In becoming all things to all people, St. Paul comes close to the position and the place of all of the different groups he is dealing with, the Jews, those outside the law, the weak. However, he does not necessarily share their standpoint and their point of view. To the opposite, he tries to draw them from the battle lines. He wishes to win them.
Faithfulness to the gospel, therefore, does not mean to be faithful to a certain cause or issue as respectable as they may be, or even to a certain party. Our faithfulness is with all people for their salvation, for their dignity and to their support.

However, the message is not to be adapted to these other persons, too. There is a small word in the text that makes this attitude of St. Paul quite clear, though usually we tend to overlook it. He does not say, To the Jews I became a Jew. We need to read carefully, I became as a Jew; … to those outside the law I became as outside the law. St. Paul does not surrender to them. The as is left out only once, To the weak I became weak. In their case, St. Paul takes the risk to be looked upon as partisan because the weak, the hurting, the outcasts are no party, they have no power, they deserve unlimited care and solidarity.

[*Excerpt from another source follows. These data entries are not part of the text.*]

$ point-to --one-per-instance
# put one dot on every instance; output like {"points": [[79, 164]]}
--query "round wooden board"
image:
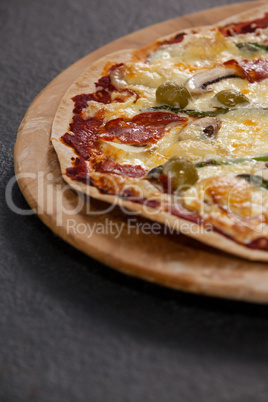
{"points": [[168, 259]]}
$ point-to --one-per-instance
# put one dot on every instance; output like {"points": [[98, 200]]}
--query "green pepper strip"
{"points": [[191, 112]]}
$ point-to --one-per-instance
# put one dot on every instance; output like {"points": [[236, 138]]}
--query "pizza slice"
{"points": [[178, 131]]}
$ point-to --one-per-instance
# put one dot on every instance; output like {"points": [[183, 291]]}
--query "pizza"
{"points": [[178, 132]]}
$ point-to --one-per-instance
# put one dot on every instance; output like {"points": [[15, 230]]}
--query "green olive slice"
{"points": [[172, 93], [181, 172]]}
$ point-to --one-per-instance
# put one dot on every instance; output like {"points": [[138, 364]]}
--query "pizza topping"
{"points": [[209, 125], [255, 70], [230, 97], [199, 83], [178, 174], [254, 180], [172, 93], [103, 94], [245, 27], [252, 47], [79, 171], [155, 173], [84, 139], [108, 166], [141, 129], [191, 112], [212, 162], [177, 39]]}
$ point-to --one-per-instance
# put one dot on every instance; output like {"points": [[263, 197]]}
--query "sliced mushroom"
{"points": [[198, 83], [117, 78], [209, 125]]}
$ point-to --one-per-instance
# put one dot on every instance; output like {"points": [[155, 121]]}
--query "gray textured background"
{"points": [[70, 328]]}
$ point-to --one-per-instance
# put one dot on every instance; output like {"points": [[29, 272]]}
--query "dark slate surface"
{"points": [[70, 328]]}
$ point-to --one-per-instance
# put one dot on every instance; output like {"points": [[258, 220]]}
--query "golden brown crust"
{"points": [[63, 117]]}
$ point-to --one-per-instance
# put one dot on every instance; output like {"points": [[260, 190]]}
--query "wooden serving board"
{"points": [[168, 259]]}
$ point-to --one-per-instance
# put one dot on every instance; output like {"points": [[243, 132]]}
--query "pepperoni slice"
{"points": [[141, 129]]}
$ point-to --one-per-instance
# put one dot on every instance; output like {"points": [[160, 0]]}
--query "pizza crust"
{"points": [[63, 117]]}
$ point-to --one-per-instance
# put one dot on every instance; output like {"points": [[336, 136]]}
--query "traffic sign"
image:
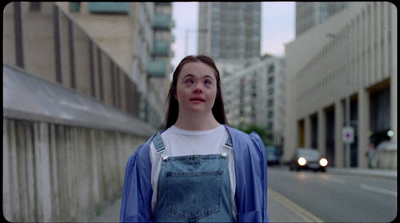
{"points": [[348, 134]]}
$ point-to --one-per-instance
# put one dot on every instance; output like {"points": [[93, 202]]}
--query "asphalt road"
{"points": [[335, 198]]}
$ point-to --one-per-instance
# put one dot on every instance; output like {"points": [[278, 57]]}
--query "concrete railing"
{"points": [[64, 153], [61, 173]]}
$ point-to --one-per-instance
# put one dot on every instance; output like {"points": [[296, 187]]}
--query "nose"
{"points": [[198, 88]]}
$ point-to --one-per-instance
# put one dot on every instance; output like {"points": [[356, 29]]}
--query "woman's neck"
{"points": [[196, 122]]}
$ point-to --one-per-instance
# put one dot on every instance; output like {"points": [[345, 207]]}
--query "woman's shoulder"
{"points": [[242, 140], [142, 153]]}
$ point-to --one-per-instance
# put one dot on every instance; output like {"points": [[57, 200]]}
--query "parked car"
{"points": [[273, 156], [307, 158]]}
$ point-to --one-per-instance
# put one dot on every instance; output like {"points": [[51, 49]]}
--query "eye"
{"points": [[207, 82], [189, 81]]}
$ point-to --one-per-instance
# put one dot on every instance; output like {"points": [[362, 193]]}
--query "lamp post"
{"points": [[347, 131], [187, 37]]}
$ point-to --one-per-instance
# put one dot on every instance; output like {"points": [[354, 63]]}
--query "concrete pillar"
{"points": [[42, 172], [339, 147], [393, 74], [307, 132], [322, 132], [363, 127]]}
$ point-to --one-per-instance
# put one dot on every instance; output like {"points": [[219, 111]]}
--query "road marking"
{"points": [[307, 216], [378, 190], [333, 180]]}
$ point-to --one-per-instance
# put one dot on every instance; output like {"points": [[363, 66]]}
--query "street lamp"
{"points": [[187, 37], [347, 131]]}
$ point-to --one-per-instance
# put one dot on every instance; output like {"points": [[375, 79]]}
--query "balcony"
{"points": [[162, 22], [109, 7], [156, 68], [161, 48]]}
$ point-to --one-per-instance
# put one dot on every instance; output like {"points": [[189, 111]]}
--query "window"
{"points": [[34, 7]]}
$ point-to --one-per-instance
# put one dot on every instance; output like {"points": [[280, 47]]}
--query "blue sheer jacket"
{"points": [[251, 180]]}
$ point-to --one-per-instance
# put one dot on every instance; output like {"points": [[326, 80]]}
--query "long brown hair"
{"points": [[218, 109]]}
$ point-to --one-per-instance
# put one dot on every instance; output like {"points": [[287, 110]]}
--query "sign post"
{"points": [[348, 138]]}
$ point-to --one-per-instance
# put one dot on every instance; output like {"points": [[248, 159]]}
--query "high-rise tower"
{"points": [[229, 30]]}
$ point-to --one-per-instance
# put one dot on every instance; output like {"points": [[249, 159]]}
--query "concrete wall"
{"points": [[54, 172]]}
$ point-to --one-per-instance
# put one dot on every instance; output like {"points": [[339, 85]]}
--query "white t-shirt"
{"points": [[179, 142]]}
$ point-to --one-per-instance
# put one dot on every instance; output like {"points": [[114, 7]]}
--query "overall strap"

This is the goal of being a faithful servant: that I might by all means save some. To tell the people that their lives are meaningful and of lasting value because one – Jesus Christ – sacrificed his meaningful and valued life for them. In doing so, we will experience again and again that our own lives are meaningful and of high value. As St. Paul did, we will confess, I do it all for the sake of the gospel, so that I may share in its blessings. The gospel is the means and the end of our faithfulness.

Finally, St. Paul's words remind me of another well-known letter of Wesley, with the following words:
I "desire to be a Christian." Therefore, "I look upon all the world as my parish; thus far I mean, that, in whatever part of it I am, I judge it meet, right, and my bounden duty, to declare unto all that are willing to hear, the glad tidings of salvation. This is the work which I know God has called me to; and sure I am, that his blessing attends it." (Letter to James Hervey, March 20, 1739) My sisters ordinands, this is the work which we know God has called you to, and sure we are that God's blessing attends it.

Let us all be faithful servants, bound to people, free in the Lord. Amen.